Die Stücke lagen dann ca. 10 Stunden in einer Marinade aus süßer Chillisoße, Limettensaft, gehackter Chilli, frischer Petersilie, Koriander, rotem Pfeffer und Salz im Kühlschrank.
Dann einfach abwechselnd mit Gemüse (Cocktailtomaten, Paprikastücken, Zwiebel, Pilze, was man eben so da hat...) und Schweinebauch (eiungelegt in Knoblauch-Chilli)  auf Spieße ziehn und ab auf den Grill damit!

Wir haben nen Geburtstag nachgefeiert und waren dementsprechend viele Leute ... beinahe hätte ich von den knapp 2,5kg Aal nichts mehr abgekriegt =)

Hat auf jeden Fall jedem sehr gut geschmeckt.

Viel Spaß damit!
|wavey:


----------



## Kistenmann (2. Mai 2011)

*AW: Aal-Schaschlik*

Da hätte ich doch gerne mal n Foto von gesehen |wavey:
Hört sich gut an!


----------



## daci7 (2. Mai 2011)

*AW: Aal-Schaschlik*



Kistenmann schrieb:


> Da hätte ich doch gerne mal n Foto von gesehen |wavey:
> Hört sich gut an!



Foto von den Fischen, den Anglern, der Zubereitung, dem Ergebnis oder dem Geburtstag? 

Also Fischfotos mach ich eigentlich so gut wie nie ... aber mein Kumpel hat glaub ich eins gemacht - ich frag mal nach. 
Von der Zubereitung hab ich keine Fotos gemacht ... bei dem Geburtstag wurde welche gemacht, also eventuell auch vom Ergebnis.
Eventuell wird was nachgereicht.


----------



## Sten Hagelvoll (2. Mai 2011)

*AW: Aal-Schaschlik*

Klingt lecker, wie war denn die Konsistenz vom Aal nach dem Marinieren, hatte der noch biß?


----------



## Lausitzerangler (2. Mai 2011)

*AW: Aal-Schaschlik*

Hallo,

Ich mach das schon seit Jahren so als Marinade nehme ich dabei Knoblochöel und Zwiebeln die ich dann auch mit auf die Spieße packe, schmeckt echt super und ist auch nicht so fettig nach dem Grillen.

Mfg Juri


----------



## Kistenmann (2. Mai 2011)

*AW: Aal-Schaschlik*



daci7 schrieb:


> ....also eventuell auch vom Ergebnis.
> Eventuell wird was nachgereicht.


Genau davon #6


----------



## daci7 (4. Mai 2011)

*AW: Aal-Schaschlik*



Sten Hagelvoll schrieb:


> Klingt lecker, wie war denn die Konsistenz vom Aal nach dem Marinieren, hatte der noch biß?



Jepp, war super!
Man sollte den natürlich ohne die Haut nicht zu lange aufm Grill lassen, da der Fisch recht schnell trocken werden kann. Der Garzeitpunkt passte so (bei direkter und ordentlicher Hitze) aber absolut zu Paprika und Cocktailtomaten =)

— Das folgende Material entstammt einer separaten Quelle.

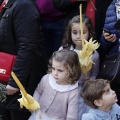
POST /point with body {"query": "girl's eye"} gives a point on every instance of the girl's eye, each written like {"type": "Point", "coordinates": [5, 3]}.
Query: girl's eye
{"type": "Point", "coordinates": [74, 32]}
{"type": "Point", "coordinates": [53, 68]}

Heute gabs auch wieder Fisch, diesmal in drei Varianten:
"Bosses Hecht" (allerdings mit Meerrettich statt Senf und Tomatenmark statt Ketchup), Wels einfach mit Mehl ausgebacken und Forelle mit Kräuterbutter in Alufolie.

Ich muss schnell wieder ans Wasser, der FIsch geht grad weg wie warme Semmeln :m


----------